Working with high churn workloads within VCD instances one can expect some growing pains. Depending on the integrations, workload and churn, these instances often requires some fine tuning. Why does this blog post title contain ALB(AVI)? Great question, the high churn workload here leverages VCD with ALB and containers! That combination generates a amazing amount of tasks and events that all get stored in the VCD DB.

Before limiting what is saved, how does one track down what tables are taking up space? Running the following command, or something similar depending on your preference will provide the sizing:

select schemaname as table_schema, relname as table_name, pg_size_pretty(pg_relation_size(relid)) as data_size from pg_catalog.pg_statio_user_tables order by pg_relation_size(relid) desc;

Out of the box the VCD appliance deploys with 79GB sizing for the vpostgres mount at XL sizing. Clearly this instance has been expanded but at some point expanding doesn’t solve the problem but does do a good job of masking the problem.

How does one workaround this issue?

Well, there are some choices and tradeoffs. In this case, the logs are all being shipped off to Log Insight (vRLI aka Aria Logs) instances with a very large amount of backing storage for retention reasons. Because vRLI is getting all of the data and the customer in this case is good with not having it in VCD, the choice was made to turn the retention down in the VCD instance itself.

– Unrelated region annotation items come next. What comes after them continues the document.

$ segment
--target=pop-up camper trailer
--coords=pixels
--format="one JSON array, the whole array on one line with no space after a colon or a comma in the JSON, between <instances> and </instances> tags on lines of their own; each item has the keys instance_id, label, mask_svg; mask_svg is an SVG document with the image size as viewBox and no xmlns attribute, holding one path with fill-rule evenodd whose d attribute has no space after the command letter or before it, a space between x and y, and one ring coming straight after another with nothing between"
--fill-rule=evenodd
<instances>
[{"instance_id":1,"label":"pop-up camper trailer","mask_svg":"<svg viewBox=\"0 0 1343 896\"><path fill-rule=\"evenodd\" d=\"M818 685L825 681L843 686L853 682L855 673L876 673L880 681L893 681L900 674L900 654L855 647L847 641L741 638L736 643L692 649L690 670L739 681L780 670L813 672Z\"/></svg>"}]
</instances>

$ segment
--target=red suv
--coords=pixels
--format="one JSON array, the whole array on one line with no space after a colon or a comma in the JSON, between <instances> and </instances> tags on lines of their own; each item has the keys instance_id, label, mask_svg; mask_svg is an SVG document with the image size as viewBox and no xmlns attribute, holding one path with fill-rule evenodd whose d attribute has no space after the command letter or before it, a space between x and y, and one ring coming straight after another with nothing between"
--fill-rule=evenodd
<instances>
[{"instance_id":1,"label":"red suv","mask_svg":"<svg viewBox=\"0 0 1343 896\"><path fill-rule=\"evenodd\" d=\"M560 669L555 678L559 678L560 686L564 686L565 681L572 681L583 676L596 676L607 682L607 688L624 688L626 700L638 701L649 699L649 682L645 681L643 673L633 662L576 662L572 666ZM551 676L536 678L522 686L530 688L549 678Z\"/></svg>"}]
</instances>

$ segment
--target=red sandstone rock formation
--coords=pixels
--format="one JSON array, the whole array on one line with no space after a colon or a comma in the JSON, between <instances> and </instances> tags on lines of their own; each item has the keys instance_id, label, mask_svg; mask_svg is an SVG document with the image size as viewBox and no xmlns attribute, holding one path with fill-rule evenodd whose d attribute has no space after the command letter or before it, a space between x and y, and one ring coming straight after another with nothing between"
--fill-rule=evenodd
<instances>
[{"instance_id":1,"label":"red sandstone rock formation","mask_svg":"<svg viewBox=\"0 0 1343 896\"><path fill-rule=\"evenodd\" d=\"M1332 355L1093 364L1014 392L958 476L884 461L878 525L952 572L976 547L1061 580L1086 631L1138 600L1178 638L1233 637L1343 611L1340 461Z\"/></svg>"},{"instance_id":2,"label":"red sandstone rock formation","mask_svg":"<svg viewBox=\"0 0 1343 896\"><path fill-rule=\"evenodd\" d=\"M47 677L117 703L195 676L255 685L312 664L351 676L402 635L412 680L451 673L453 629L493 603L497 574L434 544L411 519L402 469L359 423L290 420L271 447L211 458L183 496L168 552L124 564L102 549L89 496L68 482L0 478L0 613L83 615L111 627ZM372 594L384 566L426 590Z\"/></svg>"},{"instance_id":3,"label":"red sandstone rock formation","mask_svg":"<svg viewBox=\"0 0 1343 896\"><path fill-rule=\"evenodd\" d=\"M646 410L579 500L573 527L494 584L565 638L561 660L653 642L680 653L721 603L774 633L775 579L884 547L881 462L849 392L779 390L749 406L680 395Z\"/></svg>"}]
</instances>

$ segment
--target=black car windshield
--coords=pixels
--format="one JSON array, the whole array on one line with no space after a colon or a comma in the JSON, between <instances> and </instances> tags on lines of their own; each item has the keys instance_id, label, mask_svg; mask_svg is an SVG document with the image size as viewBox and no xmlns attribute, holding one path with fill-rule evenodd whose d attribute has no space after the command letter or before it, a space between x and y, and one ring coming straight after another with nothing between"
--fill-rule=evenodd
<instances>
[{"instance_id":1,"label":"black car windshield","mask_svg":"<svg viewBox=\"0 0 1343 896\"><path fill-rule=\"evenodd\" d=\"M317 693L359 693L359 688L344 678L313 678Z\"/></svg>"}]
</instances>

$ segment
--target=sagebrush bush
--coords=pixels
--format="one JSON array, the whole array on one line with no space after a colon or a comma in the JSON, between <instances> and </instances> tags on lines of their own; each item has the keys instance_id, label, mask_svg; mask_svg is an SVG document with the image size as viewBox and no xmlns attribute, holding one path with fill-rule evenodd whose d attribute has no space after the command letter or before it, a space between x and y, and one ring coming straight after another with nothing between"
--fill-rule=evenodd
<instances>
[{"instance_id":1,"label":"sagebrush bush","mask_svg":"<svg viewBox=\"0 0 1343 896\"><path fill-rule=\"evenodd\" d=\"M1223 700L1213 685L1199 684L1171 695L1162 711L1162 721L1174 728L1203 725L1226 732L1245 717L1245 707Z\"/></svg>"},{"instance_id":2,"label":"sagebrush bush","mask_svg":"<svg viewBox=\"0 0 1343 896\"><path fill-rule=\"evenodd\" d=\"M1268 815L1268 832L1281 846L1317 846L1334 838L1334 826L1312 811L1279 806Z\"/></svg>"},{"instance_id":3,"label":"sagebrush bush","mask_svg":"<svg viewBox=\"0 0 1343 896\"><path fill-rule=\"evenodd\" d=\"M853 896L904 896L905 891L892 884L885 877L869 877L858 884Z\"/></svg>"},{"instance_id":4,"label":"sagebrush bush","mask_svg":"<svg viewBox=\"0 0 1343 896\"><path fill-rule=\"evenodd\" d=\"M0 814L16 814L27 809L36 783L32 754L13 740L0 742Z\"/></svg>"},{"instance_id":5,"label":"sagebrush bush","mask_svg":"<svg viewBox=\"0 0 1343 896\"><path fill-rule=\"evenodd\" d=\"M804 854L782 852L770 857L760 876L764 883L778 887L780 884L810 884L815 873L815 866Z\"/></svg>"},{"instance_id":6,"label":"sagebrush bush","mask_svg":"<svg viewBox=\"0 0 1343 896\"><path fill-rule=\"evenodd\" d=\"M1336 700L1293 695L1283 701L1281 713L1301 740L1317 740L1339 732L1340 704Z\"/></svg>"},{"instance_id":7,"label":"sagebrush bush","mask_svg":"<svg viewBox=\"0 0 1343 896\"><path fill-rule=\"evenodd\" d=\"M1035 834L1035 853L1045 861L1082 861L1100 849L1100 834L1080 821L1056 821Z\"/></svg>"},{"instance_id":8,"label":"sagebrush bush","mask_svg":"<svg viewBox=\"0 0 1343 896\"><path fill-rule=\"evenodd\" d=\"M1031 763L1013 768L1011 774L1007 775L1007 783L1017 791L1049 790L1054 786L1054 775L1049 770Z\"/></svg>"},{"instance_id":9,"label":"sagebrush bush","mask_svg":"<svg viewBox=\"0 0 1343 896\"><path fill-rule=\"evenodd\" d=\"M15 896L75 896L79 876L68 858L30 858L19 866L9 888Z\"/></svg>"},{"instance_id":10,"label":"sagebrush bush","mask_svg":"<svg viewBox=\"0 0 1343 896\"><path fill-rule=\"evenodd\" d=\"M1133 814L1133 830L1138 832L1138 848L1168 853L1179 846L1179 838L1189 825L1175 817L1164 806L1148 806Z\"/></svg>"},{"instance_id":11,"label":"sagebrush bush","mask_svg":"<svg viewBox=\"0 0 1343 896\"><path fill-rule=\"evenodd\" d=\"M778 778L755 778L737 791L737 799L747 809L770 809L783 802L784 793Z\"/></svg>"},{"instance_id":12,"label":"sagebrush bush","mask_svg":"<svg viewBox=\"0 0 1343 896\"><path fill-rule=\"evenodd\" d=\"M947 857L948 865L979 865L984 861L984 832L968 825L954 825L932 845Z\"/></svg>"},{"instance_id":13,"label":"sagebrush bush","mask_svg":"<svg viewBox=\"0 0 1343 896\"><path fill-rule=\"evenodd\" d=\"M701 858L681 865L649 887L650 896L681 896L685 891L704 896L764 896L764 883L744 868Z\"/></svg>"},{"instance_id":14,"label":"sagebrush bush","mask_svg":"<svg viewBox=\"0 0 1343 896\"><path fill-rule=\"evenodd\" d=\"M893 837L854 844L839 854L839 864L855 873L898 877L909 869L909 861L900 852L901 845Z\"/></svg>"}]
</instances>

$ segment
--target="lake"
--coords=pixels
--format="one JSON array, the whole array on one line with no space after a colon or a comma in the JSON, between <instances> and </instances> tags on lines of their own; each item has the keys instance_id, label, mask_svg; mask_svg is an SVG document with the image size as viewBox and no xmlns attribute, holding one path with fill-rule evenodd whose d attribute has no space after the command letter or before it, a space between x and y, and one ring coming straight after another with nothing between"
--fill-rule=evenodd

Enter the cell management tool(CMT)!

**The commands down below are subjective to different use case and don’t quote me retention time or sizing requirements here as each instance/workload/customer is different

The following commands adjust the retention time for Events, Tasks and Audit Trail, where the -v ## represents the count of days to be stored. The change does not take effect immediately. Meaning if say… the event table was taking up 288GB and the change was made to limit the retention down to 5 days, it would not delete all records older than 5 days right away. One of the jobs related to the cleanup is ActivityLogCleanerJob which by default is set to run once per day. If required, this can be adjusted to run more frequently but could have negative performance impact. Again, adjust based on the environment and requirements.

#Command to update retention time for Events
/opt/vmware/vcloud-director/bin/cell-management-tool manage-config -n com.vmware.vcloud.events.history.days -v 10


#Command to update retention time for Audit Trail
/opt/vmware/vcloud-director/bin/cell-management-tool manage-config -n com.vmware.vcloud.audittrail.history.days -v 10
#Command to update retention time for Tasks
/opt/vmware/vcloud-director/bin/cell-management-tool manage-config -n com.vmware.vcloud.tasks.history.days -v 10

Each command should have a similar output to the following

New property being stored: Property "com.vmware.vcloud.events.history.days" has value "##"

Some extra info, the instances being tuned here are running VCD 10.4.2 and 10.5. These settings and how logs are being storage in future builds is subject to change!